The church’s beginning on the Day of Pentecost excites me, but please don’t call me Pentecostal. I believe the Holy Spirit indwells me and bestows charismata—gifts for building up the body of Christ—on all God’s people, but don’t label me charismatic. I believe everything the Bible says about baptism, but I’m not a Baptist. I like the slogan that says, “We are not the only Christians, but we are Christians only.”

No social cause, political party, or religious denomination owns my highest allegiance. By God’s grace I am a believer, a child of the King, an imperfect follower of the perfect Lord—a disciple apprenticed to Jesus for life. Even though I often stumble, I’m trying to walk with God. I am Christ’s servant—first, foremost, forever.
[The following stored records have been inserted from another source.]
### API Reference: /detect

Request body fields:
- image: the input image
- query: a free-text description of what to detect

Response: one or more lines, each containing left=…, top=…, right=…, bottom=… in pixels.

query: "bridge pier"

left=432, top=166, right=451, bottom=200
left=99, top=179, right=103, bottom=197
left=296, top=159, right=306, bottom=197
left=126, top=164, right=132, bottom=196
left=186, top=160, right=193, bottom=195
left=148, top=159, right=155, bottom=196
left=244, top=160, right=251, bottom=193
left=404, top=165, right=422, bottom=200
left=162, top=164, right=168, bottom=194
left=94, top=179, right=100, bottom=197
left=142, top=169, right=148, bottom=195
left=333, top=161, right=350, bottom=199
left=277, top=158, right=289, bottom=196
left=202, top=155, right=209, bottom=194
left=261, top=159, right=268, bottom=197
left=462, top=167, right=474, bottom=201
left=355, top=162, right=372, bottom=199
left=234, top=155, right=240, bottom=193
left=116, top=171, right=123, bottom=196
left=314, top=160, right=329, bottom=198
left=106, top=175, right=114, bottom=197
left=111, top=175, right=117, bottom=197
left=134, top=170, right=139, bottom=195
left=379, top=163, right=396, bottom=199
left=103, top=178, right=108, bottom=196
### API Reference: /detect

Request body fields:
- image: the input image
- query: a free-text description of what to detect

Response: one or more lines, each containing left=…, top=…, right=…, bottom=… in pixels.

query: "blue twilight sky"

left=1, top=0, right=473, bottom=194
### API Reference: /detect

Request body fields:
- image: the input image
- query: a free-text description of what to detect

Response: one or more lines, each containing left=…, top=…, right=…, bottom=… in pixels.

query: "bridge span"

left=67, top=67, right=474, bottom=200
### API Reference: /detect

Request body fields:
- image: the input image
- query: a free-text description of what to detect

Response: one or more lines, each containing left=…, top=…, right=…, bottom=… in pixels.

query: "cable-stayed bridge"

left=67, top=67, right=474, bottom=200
I am committed to the fundamentals of “the faith that was once for all entrusted to God’s holy people” (Jude 3), but please don’t call me a fundamentalist. I believe in evangelism, but today the word evangelical has a lot of baggage associated with it. God’s inspired book deserves far more attention than blogs, podcasts, and buzzwords. “Foolish and stupid arguments . . . produce quarrels” (2 Timothy 2:23), but the good news of Jesus’ death, burial, and resurrection changes lives.

I appreciate the heritage of faith passed along by previous generations of believers. I have benefited from the wisdom of Luther, Wesley, Campbell, Stone, and many others, but like me, these leaders didn’t have flawless judgment. I refuse to align myself exclusively with any group that substitutes human dogma for God’s Word, promotes ideas that needlessly divide the church, and further confuses unbelievers. Being nondenominational doesn’t give me the right to push my own unwritten creeds and ironclad opinions that would make me just as sectarian and destructive as the unscriptural divisions I reject.

I refuse to jump on the bandwagon for the latest faith-fad, parrot the coolest celebrity author/preacher, or throw all my energy into debating cultural controversies that are hot today but will be forgotten tomorrow. I believe God wants me to pursue holiness more than trendiness, and I’m still learning what it means “to act justly and to love mercy and to walk humbly with your God” (Micah 6:8).

So I challenge you: Resist the libel of the label. Dare to be different. In a world that’s falling apart, let God’s presence set you apart. Be free in Christ. Be faithful to him. Be a Christian only, and “praise God that you bear that name” (1 Peter 4:16).

Personal Challenge: In your journal or on a sheet of paper, write specifically how you will choose to live out the challenges to resist the libel of the label, dare to be different, let God’s presence set you apart, and the others listed above.